The West End’s Chinese population in 1890 was large enough that it merited a visit from the aldermen of Boston to “the Chinese quarters in the West End.” The city councilors met up at the Joy Street police station, which was “considered the most complete station in the city.” Walking through the West End, the aldermen visited a laundry owned by Sing Lee on the corner of Howard and Bulfinch Streets, the tea importers of Hop Yum & Co. on Howard Street, and an opium den on an unnamed street. They found that Sing Lee’s laundry was “in very good condition, and not a sign of anything other than an active set of laundrymen was found.” They commended the “progressive merchants” of Hop Yum & Co. for a “tastefully painted shingle” outside their building on 39 Howard Street. The councilors finally visited a Chinese social club on Howard Street, which boasted “charter members” including “some illustrious pugilists and sports.” Yet despite these words of praise, the Globe reiterated the aldermen’s resort to racist stereotypes after inspecting the West End’s Chinese enclave: “It was plain that it was useless to visit any more places, as the sons of the Flowery Kingdom were, in the language of the street, ‘dead on.’”

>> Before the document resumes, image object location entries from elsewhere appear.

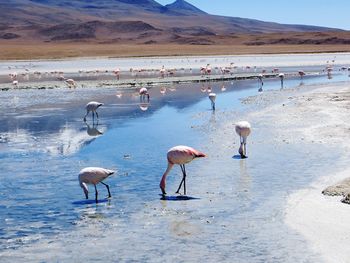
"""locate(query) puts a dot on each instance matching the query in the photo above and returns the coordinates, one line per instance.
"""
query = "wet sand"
(320, 116)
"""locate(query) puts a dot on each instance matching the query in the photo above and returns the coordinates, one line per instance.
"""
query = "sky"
(307, 12)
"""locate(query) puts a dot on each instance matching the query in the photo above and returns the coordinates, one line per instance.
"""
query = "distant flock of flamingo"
(163, 72)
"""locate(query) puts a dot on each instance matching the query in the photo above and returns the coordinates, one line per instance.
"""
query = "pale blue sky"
(309, 12)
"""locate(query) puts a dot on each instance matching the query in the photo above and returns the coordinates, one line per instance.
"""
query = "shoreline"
(33, 51)
(321, 219)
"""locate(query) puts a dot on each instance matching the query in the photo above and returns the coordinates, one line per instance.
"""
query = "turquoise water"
(236, 214)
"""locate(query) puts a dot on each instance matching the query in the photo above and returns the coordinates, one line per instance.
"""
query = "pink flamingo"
(116, 73)
(144, 93)
(92, 106)
(212, 97)
(162, 72)
(94, 175)
(243, 129)
(179, 155)
(71, 83)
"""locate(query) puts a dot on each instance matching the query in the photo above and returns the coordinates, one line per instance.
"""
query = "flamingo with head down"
(94, 175)
(180, 155)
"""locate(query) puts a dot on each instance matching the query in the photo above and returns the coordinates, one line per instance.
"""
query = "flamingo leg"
(183, 178)
(87, 112)
(109, 193)
(96, 193)
(184, 175)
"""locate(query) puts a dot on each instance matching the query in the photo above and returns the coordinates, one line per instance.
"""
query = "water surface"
(235, 213)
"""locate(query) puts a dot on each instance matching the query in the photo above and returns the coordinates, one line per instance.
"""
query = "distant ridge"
(127, 21)
(183, 6)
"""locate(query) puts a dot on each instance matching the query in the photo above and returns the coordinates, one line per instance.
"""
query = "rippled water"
(236, 214)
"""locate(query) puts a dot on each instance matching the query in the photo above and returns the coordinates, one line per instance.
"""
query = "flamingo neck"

Chinese laundries in the West End, as in other neighborhoods, were often sites of burglaries and the occasional murders of laundry owners. On July 25, 1898, the Boston Globe reported that police officers from the Joy Street station were looking for a “colored man” they suspected to have robbed and stabbed Sing Lee at his laundry on 90 Cambridge Street. Lee was asleep in the back room of his laundry, and he leapt from his bed after awakening to the burglar moving towards the cash drawer. After Lee was stabbed in his back and seriously wounded, he was soon brought to Massachusetts General Hospital. On August 9, 1899, the day after three young men robbed Yen Tan and his laundry in the South End, authorities suspected the next day that the “method of last night’s job [in the South End] was similar to that of the West End one,” at a Chinese laundry on 38 Causeway Street.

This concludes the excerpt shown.